Fr. Madden Hall, Carr Hall, 100 St Joseph Street Toronto ON M5S 1J4
More details and RSVP here: https://stmikes.utoronto.ca/event/professor-mcgowan-book-launch-finding-molly-johnson
Mark G. McGowan is professor of history at the University of Toronto and principal emeritus of St Michael’s College. His is the author of several books including The Imperial Irish: Canada’s Irish Catholics Fight the Great War, 1914–1918.

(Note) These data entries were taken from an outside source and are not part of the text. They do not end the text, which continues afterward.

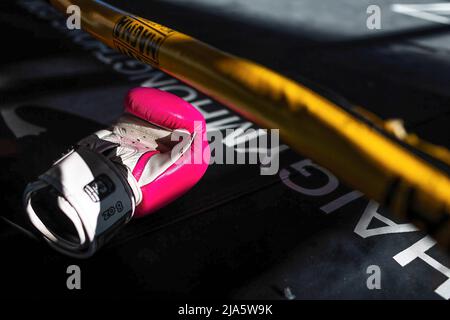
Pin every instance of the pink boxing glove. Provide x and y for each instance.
(153, 154)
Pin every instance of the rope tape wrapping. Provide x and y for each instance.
(363, 157)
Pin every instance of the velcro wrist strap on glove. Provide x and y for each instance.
(91, 193)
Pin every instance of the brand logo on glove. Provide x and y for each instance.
(99, 188)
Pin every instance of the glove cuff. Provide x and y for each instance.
(92, 196)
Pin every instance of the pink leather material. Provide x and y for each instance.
(169, 111)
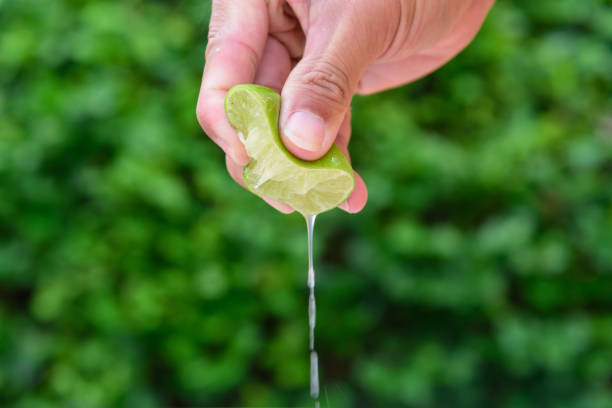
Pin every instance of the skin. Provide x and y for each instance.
(318, 54)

Ireland’s Great Famine produced Europe’s worst refugee crisis of the nineteenth century. More than 1.5 million people left Ireland, many ending up in Canada. Among the most vulnerable were nearly 1,700 orphaned children who now found themselves destitute in an unfamiliar place. The story Canada likes to tell is that these orphans were adopted by benevolent families and that they readily adapted to their new lives, but this happy ending is mostly a myth.
In Finding Molly Johnson Mark McGowan traces what happened to these children. In the absence of state support, the Catholic and Protestant churches worked together to become the orphans’ principal caregivers. The children were gathered, fed, schooled, and placed in family homes in Saint John, Quebec, Montreal, Bytown, Kingston, and Toronto. Yet most were not considered members of their placement families, but rather sources of cheap labour. Many fled their placements, joining thousands of other Irish refugees on the Canadian frontier searching for work, extended family, and the opportunity to begin a new life.
Finding Molly Johnson revisits an important chapter of the Irish emigrant experience, revealing that the story of Canada’s acceptance of the famine orphans is a product of national myth-making that obscures both the hardship the children endured and the agency they ultimately expressed.